What’s more, I don’t think the drop is over yet. I suspect silver will retest the breakout at $20 or perhaps even lower.

Silver’s path of least resistance is lower so I would use any rallies as an opportunity to get short here.

The same applies to XAUUSD (spot gold):

As with silver, I've been saying for the last several weeks that gold appears to be overbought. There was a very contained run-up until volatility exploded and gold jumped $100 in a week for three consecutive weeks.

When I see this kind of volatility expansion, I’m ready to hand over the reins to the other guy. Even if I have to leave something on the table, so be it.
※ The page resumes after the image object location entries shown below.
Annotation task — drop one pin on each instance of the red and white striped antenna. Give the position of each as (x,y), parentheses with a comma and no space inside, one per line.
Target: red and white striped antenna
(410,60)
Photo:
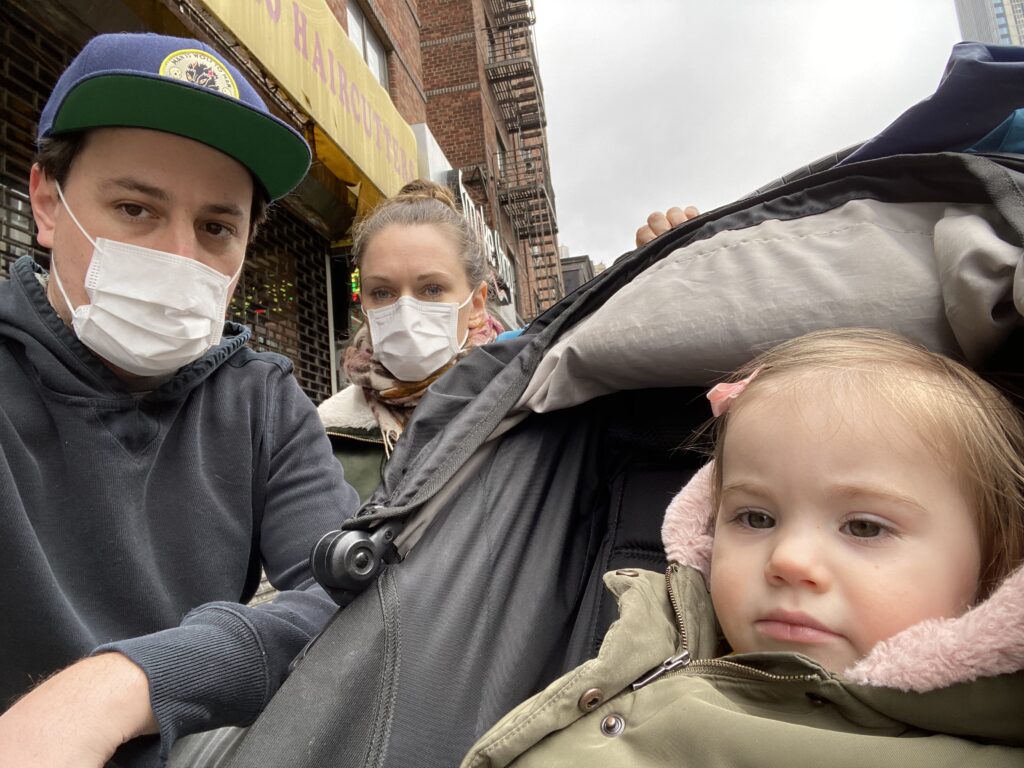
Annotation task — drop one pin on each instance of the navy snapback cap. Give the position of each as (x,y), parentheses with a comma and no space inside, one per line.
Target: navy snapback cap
(179,86)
In the last couple of weeks, I observed the emergence of a symmetrical triangle and advised my Elite and gold traders to start getting short gold at $1,912 and $1,894.

This has worked out well so far. Gold is now trading considerably lower at $1,860. I think there’s more downside available and gold could retest its breakout area around the $1,750 level.

That means there’s perhaps $100 left before we see meaningful support for the yellow metal.

So how about the NASDAQ?

There’s a bit of a tug of war going on in the NASDAQ right now. A couple of weeks ago the index made a meaningful bearish key reversal. That suggests we should see a containment of prices around that level.

However, there could still be another rally to rechallenge those highs. The NASDAQ is still within a very steep channel. That channel began with a bearish key reversal that’s almost the inverse of the one a couple weeks ago.

In fact, the channel has been defined by a series of bullish key reversals that kept propelling prices northward. Last week the NASDAQ made another one, which is why we could see one more run to retest the highs.

However, be warned that volatility is only going to increase here. You’ve seen what happened with silver and gold so keep your risk levels low and be cautious.

And that’s it for the week!

To recap, I’m bullish on EURCHF, GBPCHF and GBPNZD. I’m temporarily bullish on the US dollar but still expecting it to drop over the long term. Accordingly we should see weakness in EURUSD. I’m bearish on USDJPY and EURJPY and the precious metals too.

I wish you a very healthy and prosperous trading week.